Written and directed by Jim Shedden

In the 1950s and '60s an adventurous cinematic movement flourished in basements, museum auditoriums, apartments, coffeehouse back rooms or wherever anyone could set up a 16mm projector and improvise a screen. Called variously the New American Cinema, Independent Cinema (an expression that meant something quite different than it does today) or, most popularly, Underground Cinema, it preached a revolution in the very definition of cinema, a radical reworking of every aspect of motion pictures, from the frame to the sprocket holes to the eye of the spectator, and at the peak of its influence its practitioners and followers even saw their work infiltrating the mainstream, inspiring and influencing such aboveground films as Easy Rider and 2001: A Space Odyssey.

Of all the artists, visionaries and theorists who popped up during the heyday of the Underground Cinema, none were more influential or better respected than Kansas City-born Stan Brakhage, whose filmography now includes more than 300 films, ranging in length from four hours to nine seconds and in content from the intimate details of his family life (his 1959 film Window Water Baby Moving is a graphic recording — shocking for its time — of the birth of his first child) to abstract images scraped onto the film stock with a knife. Other filmmakers — such as Kenneth Anger and Andy Warhol — may have had more imitators, more viewers, even more commercial opportunities, but in most accounts of avant-garde film, Brakhage stands alone, a visionary among visionaries.
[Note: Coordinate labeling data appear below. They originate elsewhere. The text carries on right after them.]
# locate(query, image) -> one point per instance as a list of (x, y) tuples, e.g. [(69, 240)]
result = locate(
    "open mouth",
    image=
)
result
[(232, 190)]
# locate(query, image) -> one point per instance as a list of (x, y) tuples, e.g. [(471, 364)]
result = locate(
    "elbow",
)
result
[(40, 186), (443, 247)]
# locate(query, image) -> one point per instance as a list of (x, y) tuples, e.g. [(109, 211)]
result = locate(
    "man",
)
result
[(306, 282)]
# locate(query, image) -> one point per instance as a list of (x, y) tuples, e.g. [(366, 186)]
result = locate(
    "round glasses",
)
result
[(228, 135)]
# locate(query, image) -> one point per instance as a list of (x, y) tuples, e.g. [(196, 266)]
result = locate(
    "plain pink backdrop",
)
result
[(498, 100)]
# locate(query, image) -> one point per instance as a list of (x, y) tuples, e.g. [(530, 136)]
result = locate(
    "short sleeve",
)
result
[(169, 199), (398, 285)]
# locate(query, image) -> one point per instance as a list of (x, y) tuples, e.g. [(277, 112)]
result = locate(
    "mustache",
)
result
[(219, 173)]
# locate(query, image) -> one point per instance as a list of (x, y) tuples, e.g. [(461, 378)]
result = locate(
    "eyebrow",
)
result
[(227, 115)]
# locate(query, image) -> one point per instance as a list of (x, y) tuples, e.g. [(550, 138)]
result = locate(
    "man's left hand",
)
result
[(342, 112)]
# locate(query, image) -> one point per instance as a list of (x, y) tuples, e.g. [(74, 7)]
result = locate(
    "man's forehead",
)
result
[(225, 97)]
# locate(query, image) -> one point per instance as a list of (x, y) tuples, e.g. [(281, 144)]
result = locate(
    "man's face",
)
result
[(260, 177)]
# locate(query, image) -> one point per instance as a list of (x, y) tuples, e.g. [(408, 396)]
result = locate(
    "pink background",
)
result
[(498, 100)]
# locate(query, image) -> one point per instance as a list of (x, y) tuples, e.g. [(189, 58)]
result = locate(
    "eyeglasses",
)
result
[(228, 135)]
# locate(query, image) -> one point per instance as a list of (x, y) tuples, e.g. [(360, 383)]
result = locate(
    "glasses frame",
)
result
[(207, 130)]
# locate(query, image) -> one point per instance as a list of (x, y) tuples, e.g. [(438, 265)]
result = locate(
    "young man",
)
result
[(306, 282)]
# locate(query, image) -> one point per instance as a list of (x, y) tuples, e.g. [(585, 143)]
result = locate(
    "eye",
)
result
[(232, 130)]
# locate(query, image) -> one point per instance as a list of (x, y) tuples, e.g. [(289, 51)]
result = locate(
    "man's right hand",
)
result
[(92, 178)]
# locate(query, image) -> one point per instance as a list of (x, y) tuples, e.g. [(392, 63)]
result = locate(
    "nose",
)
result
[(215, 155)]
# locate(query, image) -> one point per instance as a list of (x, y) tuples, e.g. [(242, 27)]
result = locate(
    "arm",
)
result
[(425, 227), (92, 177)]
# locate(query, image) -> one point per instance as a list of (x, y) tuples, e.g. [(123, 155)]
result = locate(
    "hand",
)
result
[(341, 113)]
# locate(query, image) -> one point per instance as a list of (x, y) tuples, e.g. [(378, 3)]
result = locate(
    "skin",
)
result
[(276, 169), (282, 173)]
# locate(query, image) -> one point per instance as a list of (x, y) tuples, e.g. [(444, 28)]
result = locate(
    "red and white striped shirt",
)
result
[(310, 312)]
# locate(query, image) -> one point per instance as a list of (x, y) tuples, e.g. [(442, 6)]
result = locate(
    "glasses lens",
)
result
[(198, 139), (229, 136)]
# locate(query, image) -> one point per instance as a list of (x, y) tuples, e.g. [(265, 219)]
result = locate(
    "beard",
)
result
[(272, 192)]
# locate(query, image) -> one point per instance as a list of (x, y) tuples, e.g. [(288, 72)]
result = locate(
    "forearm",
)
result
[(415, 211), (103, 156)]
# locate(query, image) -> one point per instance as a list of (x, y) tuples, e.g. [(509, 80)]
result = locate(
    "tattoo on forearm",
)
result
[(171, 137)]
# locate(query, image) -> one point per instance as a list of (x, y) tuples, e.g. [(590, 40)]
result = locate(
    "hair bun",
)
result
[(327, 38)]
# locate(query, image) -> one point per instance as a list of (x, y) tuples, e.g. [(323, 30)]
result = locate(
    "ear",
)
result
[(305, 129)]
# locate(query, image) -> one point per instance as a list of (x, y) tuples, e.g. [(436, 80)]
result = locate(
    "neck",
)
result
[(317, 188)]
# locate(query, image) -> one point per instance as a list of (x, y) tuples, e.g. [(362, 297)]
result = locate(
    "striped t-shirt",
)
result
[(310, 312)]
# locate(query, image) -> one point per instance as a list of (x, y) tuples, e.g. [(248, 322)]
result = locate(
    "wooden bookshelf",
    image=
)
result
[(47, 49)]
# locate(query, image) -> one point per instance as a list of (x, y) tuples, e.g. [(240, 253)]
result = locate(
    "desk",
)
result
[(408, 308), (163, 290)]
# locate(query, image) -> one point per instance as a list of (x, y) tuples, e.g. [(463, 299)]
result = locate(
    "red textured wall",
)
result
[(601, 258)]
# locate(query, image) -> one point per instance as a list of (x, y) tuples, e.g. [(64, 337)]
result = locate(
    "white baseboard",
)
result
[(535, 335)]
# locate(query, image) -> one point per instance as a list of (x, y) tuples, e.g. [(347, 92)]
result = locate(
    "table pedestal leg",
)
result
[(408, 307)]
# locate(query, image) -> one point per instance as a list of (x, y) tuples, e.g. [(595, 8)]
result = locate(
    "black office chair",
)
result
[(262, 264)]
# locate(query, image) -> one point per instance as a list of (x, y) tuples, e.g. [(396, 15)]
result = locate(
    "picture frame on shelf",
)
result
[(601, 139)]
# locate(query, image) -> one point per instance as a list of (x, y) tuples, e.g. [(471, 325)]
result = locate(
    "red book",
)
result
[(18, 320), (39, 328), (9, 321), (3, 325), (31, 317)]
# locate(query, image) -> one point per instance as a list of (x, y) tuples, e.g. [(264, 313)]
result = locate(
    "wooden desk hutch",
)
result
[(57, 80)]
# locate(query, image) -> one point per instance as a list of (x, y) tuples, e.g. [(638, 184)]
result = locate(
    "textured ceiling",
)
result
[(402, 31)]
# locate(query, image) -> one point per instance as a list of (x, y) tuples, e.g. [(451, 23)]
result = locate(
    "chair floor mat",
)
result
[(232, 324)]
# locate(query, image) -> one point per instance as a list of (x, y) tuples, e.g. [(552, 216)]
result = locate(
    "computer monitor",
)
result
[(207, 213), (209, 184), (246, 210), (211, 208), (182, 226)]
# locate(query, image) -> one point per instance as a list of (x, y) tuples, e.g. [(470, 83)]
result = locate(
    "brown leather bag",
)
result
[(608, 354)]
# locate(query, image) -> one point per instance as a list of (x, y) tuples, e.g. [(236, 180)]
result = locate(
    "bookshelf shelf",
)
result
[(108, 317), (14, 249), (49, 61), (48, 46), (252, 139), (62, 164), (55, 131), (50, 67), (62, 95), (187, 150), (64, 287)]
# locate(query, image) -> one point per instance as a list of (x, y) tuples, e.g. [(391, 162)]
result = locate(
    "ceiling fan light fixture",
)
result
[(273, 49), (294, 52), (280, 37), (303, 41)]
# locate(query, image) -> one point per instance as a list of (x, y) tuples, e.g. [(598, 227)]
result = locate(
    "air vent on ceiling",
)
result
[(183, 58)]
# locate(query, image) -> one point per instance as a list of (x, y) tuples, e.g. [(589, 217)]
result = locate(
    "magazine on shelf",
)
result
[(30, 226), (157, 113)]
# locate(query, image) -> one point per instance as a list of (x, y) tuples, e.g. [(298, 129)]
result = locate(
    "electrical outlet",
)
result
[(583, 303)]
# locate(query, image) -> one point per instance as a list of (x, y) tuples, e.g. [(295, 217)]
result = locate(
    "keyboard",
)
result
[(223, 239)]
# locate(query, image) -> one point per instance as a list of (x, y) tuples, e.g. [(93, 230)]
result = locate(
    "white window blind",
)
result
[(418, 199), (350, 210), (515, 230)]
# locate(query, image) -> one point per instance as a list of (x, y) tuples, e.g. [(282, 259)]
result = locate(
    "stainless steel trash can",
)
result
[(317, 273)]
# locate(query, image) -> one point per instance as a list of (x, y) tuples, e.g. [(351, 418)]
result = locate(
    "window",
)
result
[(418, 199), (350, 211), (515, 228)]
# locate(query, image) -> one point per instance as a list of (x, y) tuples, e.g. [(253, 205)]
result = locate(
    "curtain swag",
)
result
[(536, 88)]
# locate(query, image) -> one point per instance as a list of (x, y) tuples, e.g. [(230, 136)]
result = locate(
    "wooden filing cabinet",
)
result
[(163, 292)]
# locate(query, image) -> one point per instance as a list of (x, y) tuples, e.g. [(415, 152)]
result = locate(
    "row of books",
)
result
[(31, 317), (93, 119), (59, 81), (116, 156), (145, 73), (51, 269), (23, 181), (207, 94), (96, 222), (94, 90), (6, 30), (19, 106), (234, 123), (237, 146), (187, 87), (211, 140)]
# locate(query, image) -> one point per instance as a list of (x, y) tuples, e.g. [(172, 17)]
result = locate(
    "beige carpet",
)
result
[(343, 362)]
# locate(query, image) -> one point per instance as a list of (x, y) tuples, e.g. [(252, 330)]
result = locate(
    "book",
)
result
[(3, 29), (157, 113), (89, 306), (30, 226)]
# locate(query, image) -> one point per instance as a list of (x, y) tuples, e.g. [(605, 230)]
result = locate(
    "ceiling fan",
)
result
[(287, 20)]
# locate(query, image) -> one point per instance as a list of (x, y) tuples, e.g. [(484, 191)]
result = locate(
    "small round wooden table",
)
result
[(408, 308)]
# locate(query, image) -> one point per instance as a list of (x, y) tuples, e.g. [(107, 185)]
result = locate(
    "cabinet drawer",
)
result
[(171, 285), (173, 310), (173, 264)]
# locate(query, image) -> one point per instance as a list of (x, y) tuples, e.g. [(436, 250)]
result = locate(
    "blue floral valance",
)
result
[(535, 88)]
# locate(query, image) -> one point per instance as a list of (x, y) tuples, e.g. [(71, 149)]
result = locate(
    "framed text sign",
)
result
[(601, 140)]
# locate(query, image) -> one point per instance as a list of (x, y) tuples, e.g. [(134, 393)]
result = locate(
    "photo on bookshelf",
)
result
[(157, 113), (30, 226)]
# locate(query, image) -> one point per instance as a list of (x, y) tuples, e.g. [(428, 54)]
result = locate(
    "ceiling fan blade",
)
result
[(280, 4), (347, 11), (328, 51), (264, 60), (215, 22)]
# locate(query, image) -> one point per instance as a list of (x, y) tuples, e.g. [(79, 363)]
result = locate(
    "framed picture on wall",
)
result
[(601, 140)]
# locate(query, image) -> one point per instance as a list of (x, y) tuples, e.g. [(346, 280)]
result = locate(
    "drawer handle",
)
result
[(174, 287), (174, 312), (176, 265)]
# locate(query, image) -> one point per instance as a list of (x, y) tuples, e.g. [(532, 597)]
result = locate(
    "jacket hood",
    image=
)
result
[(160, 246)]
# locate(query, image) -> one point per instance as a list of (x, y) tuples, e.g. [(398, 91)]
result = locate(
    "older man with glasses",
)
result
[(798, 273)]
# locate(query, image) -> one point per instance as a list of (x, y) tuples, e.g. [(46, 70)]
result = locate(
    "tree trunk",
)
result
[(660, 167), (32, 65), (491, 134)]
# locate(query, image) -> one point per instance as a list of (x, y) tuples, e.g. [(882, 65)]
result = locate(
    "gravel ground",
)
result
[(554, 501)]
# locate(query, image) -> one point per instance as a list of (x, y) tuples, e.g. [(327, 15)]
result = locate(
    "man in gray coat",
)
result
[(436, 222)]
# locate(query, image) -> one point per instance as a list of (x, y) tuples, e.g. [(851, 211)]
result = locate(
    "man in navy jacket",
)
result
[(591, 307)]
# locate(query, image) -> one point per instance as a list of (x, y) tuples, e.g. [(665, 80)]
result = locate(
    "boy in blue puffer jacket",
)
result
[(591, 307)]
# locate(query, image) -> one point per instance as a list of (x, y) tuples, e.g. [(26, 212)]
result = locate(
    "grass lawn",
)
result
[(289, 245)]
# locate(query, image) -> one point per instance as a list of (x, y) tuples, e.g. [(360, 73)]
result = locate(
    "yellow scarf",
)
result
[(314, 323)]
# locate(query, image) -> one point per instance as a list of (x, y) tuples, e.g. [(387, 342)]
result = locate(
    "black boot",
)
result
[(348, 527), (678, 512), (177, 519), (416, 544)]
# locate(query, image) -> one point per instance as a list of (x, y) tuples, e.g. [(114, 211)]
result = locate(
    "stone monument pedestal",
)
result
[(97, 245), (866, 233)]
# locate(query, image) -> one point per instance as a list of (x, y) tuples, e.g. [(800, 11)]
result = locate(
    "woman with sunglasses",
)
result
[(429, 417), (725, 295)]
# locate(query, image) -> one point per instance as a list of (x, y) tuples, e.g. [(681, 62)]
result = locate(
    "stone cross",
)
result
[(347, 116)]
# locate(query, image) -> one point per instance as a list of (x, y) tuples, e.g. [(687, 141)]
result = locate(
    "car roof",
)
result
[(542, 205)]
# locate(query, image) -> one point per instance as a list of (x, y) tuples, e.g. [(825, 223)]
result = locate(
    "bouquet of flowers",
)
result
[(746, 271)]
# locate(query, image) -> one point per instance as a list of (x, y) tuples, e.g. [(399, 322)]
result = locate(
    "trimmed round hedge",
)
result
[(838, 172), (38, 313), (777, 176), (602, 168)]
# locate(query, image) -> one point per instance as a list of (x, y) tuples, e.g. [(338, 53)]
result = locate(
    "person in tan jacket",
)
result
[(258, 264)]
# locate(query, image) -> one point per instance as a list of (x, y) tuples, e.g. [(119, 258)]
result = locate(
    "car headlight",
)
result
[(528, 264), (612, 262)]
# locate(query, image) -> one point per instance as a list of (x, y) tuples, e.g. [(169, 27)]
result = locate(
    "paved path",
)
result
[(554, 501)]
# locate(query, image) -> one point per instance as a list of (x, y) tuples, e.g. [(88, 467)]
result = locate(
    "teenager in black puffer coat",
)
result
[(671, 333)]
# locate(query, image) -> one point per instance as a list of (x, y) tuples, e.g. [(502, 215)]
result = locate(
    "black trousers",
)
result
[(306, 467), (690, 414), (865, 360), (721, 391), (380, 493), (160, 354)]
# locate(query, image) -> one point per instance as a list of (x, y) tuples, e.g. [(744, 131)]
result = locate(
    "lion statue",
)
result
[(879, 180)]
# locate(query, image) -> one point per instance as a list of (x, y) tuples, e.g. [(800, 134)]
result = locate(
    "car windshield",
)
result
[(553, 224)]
Jim Shedden's Brakhage is a purely laudatory portrait of the 66-year-old filmmaker and his work, with new interviews, historical footage and extensive excerpts from the work of both Brakhage and his contemporaries. Shedden is obviously an enthusiastic admirer and embraces the subject without wasting time on too many biographical details or background material. He presumes — perhaps justly — that the viewer already knows the pertinent names and details of the avant-garde or they wouldn't be watching his film in the first place. There are ironies here: that the Underground Cinema would survive solely through the patronage of the academic world; that Brakhage comes off less as an iconoclastic artist than as a kindly grandfather who just happens to make films as a hobby; or, the greatest irony of all, that an account of an unconventional filmmaker like Brakhage must ultimately rely on that most conventional of forms, the talking-heads interview. Shedden, however, isn't troubled by any of this: He's here to praise Brakhage, not explain him, and although uninitiated viewers may not walk away from the film with a full grasp of the details of Brakhage's life or work, they'll certainly see why it deserves respect.

Plays at 8 p.m. Oct. 8-10 at Webster University.